傻白甜的羞澀模樣讓風沅再次歎氣,也讓她關注點換了個方向。

她猛然想起一件事。

那晚這臭小子是見過白樂嫵的吧,可現在看來除了似乎繼續將自己認為哥哥外,也沒有其他問題。

不過風沅還是決定繼續觀察下去。

薑槐他們是為愛失智,晏芝是為愛弑親。

想起對方在夢中屁顛屁顛跟在白樂嫵身後叫了幾聲白姐姐,就忘了自己是誰,還磨刀霍霍向親姐後。

風沅:“……”這是哪來的小白眼狼?

她陷入沉思。

等到抬頭時,她發現晏芝已經用不知道從哪翻出的花繩給盼兮打了條絡子出來,有模有樣,很是精致,反正妖皇不會。

“呃”,冥主眨了眨眼睛,“我從書上學的。”

他猶豫了下,從衣袖中摸索出一個香囊,局促道,“這個給風哥。”

“這是什麽?”

香囊冰冰涼涼,圖案異常精美,風沅估摸著那位繡東西的姑娘一定很心靈手巧。

“保平安的,彼岸花會幫風哥去除厄運。”

風沅瞧著上麵豔麗無比的花朵,微妙覺得有哪裏不對。

“是我親手做的。”

“……”晏芝倒是比她想象中的要……心靈手巧許多。

“做得很好。”風沅結束打量,頓了頓,麵色如常收入袖中。

晏芝聽見誇獎不好意思撓了撓臉頰,終於說出了他今天一直想說的事,“風哥,你身上的傷?”

“傷?”

風沅愣了下,但隨即想起對方是在說那晚的鬧劇,她笑了起來,“小傷而已,就是看著流血多了些,隨便上點藥就好了。”

“小傷也是傷,那祁言真是過分,居然敢偷襲。”晏芝憤憤不平道,“我今後肯定給風哥報仇,所以風哥,你快帶上香囊,驅走祁言那個黴運。”

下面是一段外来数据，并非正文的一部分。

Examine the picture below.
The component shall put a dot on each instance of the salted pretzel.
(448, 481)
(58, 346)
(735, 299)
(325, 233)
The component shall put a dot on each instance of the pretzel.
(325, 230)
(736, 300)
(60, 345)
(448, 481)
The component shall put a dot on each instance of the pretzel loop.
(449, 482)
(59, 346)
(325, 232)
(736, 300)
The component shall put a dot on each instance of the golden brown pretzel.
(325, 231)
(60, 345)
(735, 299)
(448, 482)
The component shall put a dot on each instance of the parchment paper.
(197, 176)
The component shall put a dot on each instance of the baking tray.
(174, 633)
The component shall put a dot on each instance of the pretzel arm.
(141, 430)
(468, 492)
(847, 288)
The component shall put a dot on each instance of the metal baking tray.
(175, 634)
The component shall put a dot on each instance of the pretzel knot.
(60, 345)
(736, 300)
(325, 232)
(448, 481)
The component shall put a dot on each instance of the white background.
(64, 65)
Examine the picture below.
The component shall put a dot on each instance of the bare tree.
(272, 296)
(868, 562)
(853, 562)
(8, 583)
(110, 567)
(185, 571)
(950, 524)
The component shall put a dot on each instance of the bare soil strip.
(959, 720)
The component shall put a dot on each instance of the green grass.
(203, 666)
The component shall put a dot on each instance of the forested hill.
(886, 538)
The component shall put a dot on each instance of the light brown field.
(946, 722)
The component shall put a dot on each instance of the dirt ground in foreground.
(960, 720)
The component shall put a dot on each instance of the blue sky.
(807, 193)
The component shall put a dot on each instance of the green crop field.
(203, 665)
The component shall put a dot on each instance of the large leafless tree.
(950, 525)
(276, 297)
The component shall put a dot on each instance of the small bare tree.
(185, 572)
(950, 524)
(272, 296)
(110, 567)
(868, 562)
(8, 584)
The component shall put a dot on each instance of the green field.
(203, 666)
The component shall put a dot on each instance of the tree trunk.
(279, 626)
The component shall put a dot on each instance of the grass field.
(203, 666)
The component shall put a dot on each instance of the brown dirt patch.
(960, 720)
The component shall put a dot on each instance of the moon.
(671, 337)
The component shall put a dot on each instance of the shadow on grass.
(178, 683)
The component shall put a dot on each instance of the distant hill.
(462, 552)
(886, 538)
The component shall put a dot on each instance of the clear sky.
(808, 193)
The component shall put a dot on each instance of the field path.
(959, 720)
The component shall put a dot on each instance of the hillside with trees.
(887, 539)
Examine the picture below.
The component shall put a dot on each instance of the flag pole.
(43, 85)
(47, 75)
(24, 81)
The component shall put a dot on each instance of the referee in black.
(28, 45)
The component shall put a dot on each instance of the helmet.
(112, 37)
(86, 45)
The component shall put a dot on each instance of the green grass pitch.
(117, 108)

“你啊,人家仙界和鬼界交往又不多,你還是先好好修煉和讀書吧。”

風沅點了下對方額頭。

“可我就是覺得不痛快。”想起當時的寂靜和麵前人麵無表情拔出劍的樣子,晏芝就覺得難過,“我隻是也想保護你和姐姐。”

“就像姐姐和你對我一樣。”

他的眼底流露出一絲迷茫,低聲呢喃。

其實他身邊不是沒有那些流言蜚語,也不是沒有人說是妖皇傷害了上任冥主,對他的好也是別有用心的。

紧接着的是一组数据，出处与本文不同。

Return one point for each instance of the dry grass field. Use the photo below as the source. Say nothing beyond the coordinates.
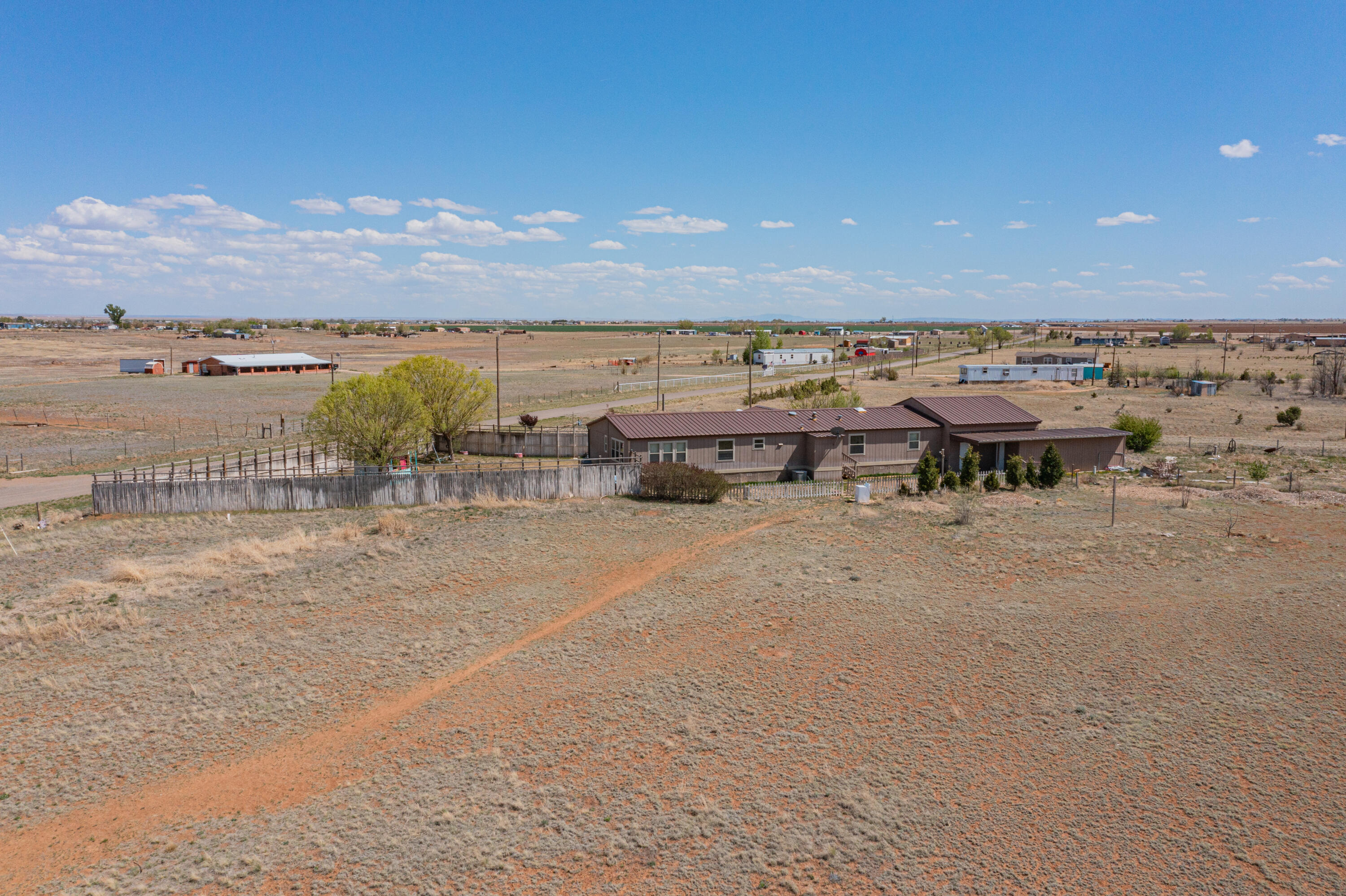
(613, 696)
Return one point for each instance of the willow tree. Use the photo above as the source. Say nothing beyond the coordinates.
(454, 396)
(372, 420)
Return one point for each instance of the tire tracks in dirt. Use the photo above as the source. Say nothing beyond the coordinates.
(291, 773)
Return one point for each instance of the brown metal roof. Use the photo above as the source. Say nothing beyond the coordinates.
(761, 422)
(974, 411)
(1040, 435)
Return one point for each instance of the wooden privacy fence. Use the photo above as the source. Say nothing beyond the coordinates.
(314, 493)
(306, 459)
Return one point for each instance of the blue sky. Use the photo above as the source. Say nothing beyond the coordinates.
(620, 161)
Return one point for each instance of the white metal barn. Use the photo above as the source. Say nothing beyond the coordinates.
(773, 357)
(1019, 373)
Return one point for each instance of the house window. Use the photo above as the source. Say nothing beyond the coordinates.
(668, 452)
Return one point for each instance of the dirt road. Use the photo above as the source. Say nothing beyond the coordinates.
(26, 491)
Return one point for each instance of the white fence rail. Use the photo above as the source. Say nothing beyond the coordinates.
(692, 381)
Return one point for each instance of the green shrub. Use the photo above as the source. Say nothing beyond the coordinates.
(971, 465)
(682, 482)
(1145, 431)
(1053, 469)
(928, 474)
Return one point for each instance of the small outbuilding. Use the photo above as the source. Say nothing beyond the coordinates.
(1202, 388)
(143, 365)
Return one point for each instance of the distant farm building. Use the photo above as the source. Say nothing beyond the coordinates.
(235, 365)
(143, 365)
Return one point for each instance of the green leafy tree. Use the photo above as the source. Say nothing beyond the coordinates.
(971, 466)
(115, 314)
(372, 420)
(1143, 432)
(1053, 469)
(928, 474)
(454, 396)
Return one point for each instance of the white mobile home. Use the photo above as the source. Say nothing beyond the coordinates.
(1019, 373)
(773, 357)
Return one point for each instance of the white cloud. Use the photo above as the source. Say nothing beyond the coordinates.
(447, 205)
(88, 212)
(375, 206)
(1126, 217)
(1290, 282)
(668, 224)
(1241, 150)
(477, 233)
(225, 217)
(319, 206)
(550, 217)
(177, 201)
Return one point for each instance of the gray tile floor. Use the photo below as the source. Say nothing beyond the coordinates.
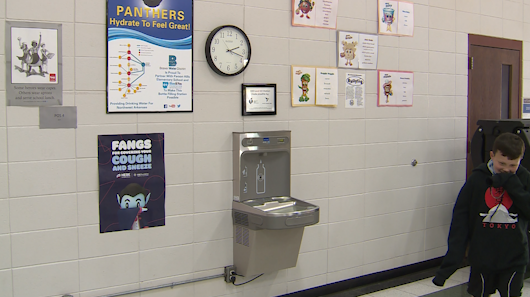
(455, 286)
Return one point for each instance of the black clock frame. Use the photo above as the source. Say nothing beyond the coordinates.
(209, 55)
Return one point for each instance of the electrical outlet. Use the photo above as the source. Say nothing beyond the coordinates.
(230, 273)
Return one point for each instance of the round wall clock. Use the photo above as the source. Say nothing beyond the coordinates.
(227, 50)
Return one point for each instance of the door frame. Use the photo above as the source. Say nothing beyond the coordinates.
(510, 44)
(501, 43)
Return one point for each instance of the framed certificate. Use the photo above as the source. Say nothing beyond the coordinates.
(258, 99)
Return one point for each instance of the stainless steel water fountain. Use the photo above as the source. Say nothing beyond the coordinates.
(268, 222)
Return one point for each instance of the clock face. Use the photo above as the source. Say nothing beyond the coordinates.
(227, 50)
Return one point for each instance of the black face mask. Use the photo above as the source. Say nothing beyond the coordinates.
(152, 3)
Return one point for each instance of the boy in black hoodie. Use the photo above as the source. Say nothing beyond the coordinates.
(491, 216)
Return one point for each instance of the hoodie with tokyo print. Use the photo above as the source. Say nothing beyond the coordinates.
(490, 215)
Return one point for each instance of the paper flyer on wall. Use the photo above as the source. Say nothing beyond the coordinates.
(355, 90)
(356, 50)
(395, 88)
(327, 84)
(315, 13)
(303, 86)
(33, 64)
(131, 181)
(396, 17)
(149, 55)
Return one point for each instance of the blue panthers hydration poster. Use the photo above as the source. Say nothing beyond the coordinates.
(132, 184)
(149, 55)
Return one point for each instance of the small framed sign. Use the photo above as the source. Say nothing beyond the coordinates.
(258, 99)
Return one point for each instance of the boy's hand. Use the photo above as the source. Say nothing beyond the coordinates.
(498, 180)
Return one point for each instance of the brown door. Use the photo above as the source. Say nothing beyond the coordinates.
(494, 82)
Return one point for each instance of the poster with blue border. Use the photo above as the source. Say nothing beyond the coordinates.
(132, 184)
(149, 55)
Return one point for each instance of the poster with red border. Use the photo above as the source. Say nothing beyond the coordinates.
(315, 13)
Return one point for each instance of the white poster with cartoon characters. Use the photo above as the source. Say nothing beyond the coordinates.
(33, 64)
(315, 13)
(395, 88)
(396, 17)
(303, 86)
(356, 50)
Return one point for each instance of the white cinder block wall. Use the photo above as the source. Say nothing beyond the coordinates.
(377, 211)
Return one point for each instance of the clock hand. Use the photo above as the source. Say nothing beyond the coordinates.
(237, 54)
(226, 46)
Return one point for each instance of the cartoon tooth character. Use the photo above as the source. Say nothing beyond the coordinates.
(388, 18)
(387, 87)
(349, 50)
(132, 200)
(305, 79)
(305, 6)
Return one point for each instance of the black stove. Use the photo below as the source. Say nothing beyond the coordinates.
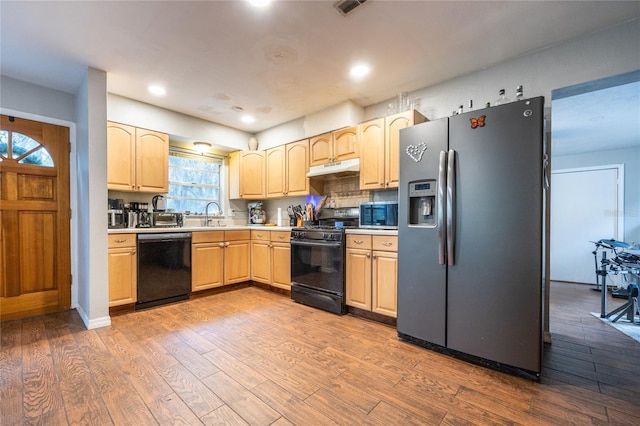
(318, 233)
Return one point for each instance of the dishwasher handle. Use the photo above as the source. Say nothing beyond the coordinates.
(164, 236)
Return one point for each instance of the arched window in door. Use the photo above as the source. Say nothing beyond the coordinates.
(23, 149)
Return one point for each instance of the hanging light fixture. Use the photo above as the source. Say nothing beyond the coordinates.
(201, 146)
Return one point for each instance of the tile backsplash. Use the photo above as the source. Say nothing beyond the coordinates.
(345, 192)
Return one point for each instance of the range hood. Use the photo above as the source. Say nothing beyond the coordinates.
(346, 167)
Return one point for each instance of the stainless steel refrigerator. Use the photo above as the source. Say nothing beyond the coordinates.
(471, 235)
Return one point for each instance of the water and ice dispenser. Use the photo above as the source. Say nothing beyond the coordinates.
(422, 203)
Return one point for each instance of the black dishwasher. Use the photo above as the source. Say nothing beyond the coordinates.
(164, 268)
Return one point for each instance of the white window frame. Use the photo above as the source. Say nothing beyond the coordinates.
(186, 153)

但晏芝就是莫名相信對方,特別是上次忘川河一別,他總覺得這個風哥和他記憶裏的,或者說流言中的不一樣,特別讓他親近。

即使對方對姐姐似乎真的不是那麽……專一。

晏芝陷入了感情鬥爭的漩渦,他為姐姐難過不值,但又舍不得他的風哥。他抬起頭,眸中滿是認真,“我長大了,我不想成為你們的拖累,想成為你們……的驕傲。”

即使風哥真的如傳言一般不堪,也該由他自己查清,不是被那些流言左右。

晏芝難過於風沅對白樂嫵模棱兩可的曖昧態度,但除了生氣,他也不知道該做什麽。

今天的話語他憋在心裏好久了。

“所以你是不是真的喜歡上那個白樂嫵了?”

“沒有。”

“好,我信你。”

聽著少年異常幹脆的回答,風沅愣了下,或者說,她第一次發現對方臉上已經在不知什麽時候有了成年的輪廓與鋒利。

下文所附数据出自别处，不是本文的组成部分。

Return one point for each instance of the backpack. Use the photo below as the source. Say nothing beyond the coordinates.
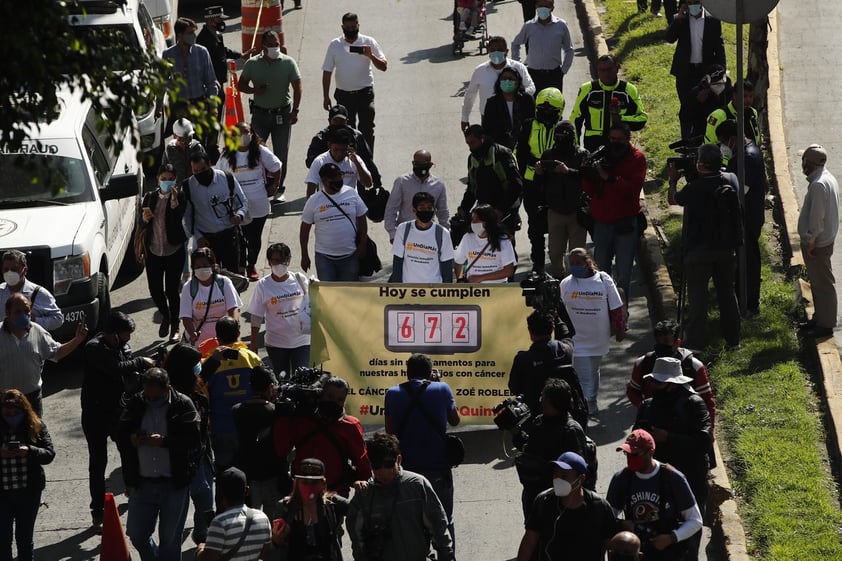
(724, 229)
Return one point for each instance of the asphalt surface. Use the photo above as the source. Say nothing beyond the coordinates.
(418, 106)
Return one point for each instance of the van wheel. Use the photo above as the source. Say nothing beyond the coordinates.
(104, 296)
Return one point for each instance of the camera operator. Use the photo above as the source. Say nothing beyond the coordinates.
(110, 370)
(615, 206)
(709, 246)
(533, 367)
(328, 434)
(398, 514)
(548, 435)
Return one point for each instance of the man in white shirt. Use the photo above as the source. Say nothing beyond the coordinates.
(338, 214)
(485, 75)
(423, 251)
(342, 153)
(352, 57)
(400, 207)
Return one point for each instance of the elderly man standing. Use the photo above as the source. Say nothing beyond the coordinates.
(818, 224)
(550, 47)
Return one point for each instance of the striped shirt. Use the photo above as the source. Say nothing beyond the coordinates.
(227, 527)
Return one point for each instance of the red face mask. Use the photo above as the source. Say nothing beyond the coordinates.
(635, 463)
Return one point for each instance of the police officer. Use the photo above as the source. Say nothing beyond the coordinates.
(605, 101)
(537, 135)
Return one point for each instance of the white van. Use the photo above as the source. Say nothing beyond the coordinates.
(70, 203)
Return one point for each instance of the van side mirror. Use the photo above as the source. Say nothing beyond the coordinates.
(120, 187)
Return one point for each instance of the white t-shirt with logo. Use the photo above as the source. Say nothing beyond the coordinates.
(285, 307)
(335, 234)
(220, 302)
(490, 261)
(588, 302)
(421, 253)
(253, 180)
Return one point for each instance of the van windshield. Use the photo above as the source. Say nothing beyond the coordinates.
(38, 180)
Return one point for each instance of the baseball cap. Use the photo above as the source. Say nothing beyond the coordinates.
(310, 468)
(638, 441)
(571, 461)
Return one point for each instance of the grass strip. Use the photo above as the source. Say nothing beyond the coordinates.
(771, 422)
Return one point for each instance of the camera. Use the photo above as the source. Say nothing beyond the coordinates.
(688, 152)
(299, 395)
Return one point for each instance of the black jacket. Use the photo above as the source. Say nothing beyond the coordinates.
(502, 127)
(183, 439)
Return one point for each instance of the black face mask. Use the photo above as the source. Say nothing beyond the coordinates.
(204, 177)
(662, 349)
(425, 216)
(330, 410)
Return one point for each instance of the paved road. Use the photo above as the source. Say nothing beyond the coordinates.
(418, 103)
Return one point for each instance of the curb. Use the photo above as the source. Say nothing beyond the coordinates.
(723, 510)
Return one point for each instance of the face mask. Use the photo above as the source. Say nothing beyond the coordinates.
(497, 57)
(635, 463)
(22, 321)
(508, 86)
(330, 410)
(12, 278)
(662, 349)
(204, 177)
(421, 171)
(425, 216)
(561, 487)
(203, 273)
(579, 271)
(13, 420)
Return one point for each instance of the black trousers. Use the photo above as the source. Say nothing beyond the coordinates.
(360, 106)
(163, 277)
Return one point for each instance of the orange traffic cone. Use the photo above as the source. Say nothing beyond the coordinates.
(114, 546)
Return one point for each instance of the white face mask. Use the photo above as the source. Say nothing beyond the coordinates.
(203, 273)
(12, 278)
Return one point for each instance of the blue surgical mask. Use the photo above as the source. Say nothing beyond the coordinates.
(580, 271)
(497, 57)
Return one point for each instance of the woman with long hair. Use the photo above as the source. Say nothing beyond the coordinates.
(309, 524)
(25, 447)
(486, 249)
(206, 297)
(259, 172)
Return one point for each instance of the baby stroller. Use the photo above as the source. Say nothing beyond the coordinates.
(469, 24)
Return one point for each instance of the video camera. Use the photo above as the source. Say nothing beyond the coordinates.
(299, 395)
(688, 151)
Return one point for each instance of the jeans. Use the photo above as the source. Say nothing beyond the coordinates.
(342, 269)
(287, 360)
(587, 368)
(610, 245)
(98, 428)
(265, 125)
(360, 105)
(20, 507)
(201, 492)
(163, 277)
(157, 500)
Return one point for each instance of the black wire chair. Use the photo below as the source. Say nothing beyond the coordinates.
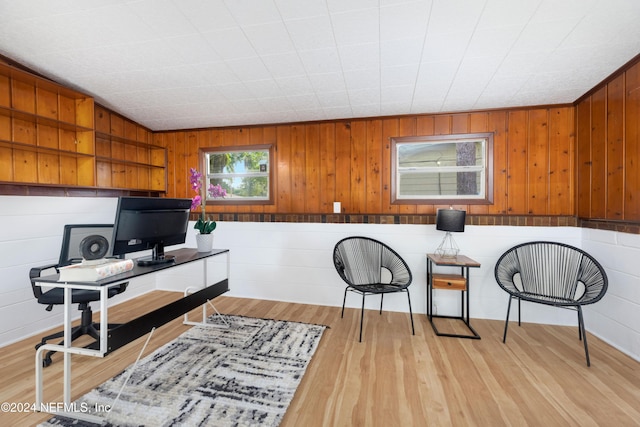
(371, 267)
(554, 274)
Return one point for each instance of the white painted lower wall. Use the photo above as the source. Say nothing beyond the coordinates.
(293, 262)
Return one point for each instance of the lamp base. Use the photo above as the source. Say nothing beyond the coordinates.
(448, 247)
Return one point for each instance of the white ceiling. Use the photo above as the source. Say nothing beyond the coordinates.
(179, 64)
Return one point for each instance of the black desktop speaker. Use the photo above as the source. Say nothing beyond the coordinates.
(94, 247)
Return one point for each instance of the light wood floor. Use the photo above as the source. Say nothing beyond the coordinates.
(539, 378)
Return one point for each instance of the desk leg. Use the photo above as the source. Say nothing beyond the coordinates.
(67, 345)
(104, 320)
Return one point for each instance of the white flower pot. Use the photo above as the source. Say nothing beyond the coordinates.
(204, 242)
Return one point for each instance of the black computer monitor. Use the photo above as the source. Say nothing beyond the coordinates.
(150, 223)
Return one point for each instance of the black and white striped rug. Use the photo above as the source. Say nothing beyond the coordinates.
(245, 375)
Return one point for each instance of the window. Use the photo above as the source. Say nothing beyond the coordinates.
(443, 169)
(244, 174)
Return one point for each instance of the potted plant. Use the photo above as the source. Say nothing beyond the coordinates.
(205, 226)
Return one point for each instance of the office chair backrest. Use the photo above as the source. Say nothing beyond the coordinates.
(70, 252)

要變成大人了啊。妖皇有點感慨,她注視著年輕冥主眼底遮掩不住的緊張,微笑著如小時候摸了摸他的頭,“那便讓我看看吧。”

“風哥過段日子我們就去凡界,看看有沒有姐姐的消息好不好?”

“好。”

風沅溫和中不失慈愛目送對方高高興興離開,她重新從懷中掏出那個香囊瞧了瞧。突然,她想起了彼岸花另一種說法。

見此花者,惡自去除。

誰的惡?

嗯?這小子是不是在罵她?

出門的晏芝:阿嚏!

糟糕,不會被發現了吧,他還是先回鬼界一趟 。

風沅接下來一個月都在妖界。由於之前的事,她想通了,堵不如疏,與其關著白樂嫵被別人找上門來,還不如自由點就放在她眼皮子底下,看看對方還能搞出什麽事。

於是第一天白樂嫵帶來了淚水,妖皇無動於衷;

第二天帶來了道歉,妖皇挑了挑眉;

第三天帶來了一碟點心,妖皇沒有吃;

第四天帶來了一罐湯,妖皇沒有喝;

第五天帶來了一盆花,妖皇看了一眼;

第六天帶來了……

第三十天,又回歸到點心本身,這次風沅沒有拒絕,而是淡淡吩咐侍衛放行,讓人進來。

頂著對方含情脈脈的目光,她緩緩露出了個……微笑,溫柔又纏綿。

這是這一個月她對白樂嫵第一次露出溫柔。

仿佛讓白樂嫵重新回到他們的初遇,溫暖美好,沒有這些隔閡和怨懟。

少女眼中有一絲恍惚,但很快就消失不見,她溫順低下頭,遮掩住所有神情,也掩蓋住自己的心事。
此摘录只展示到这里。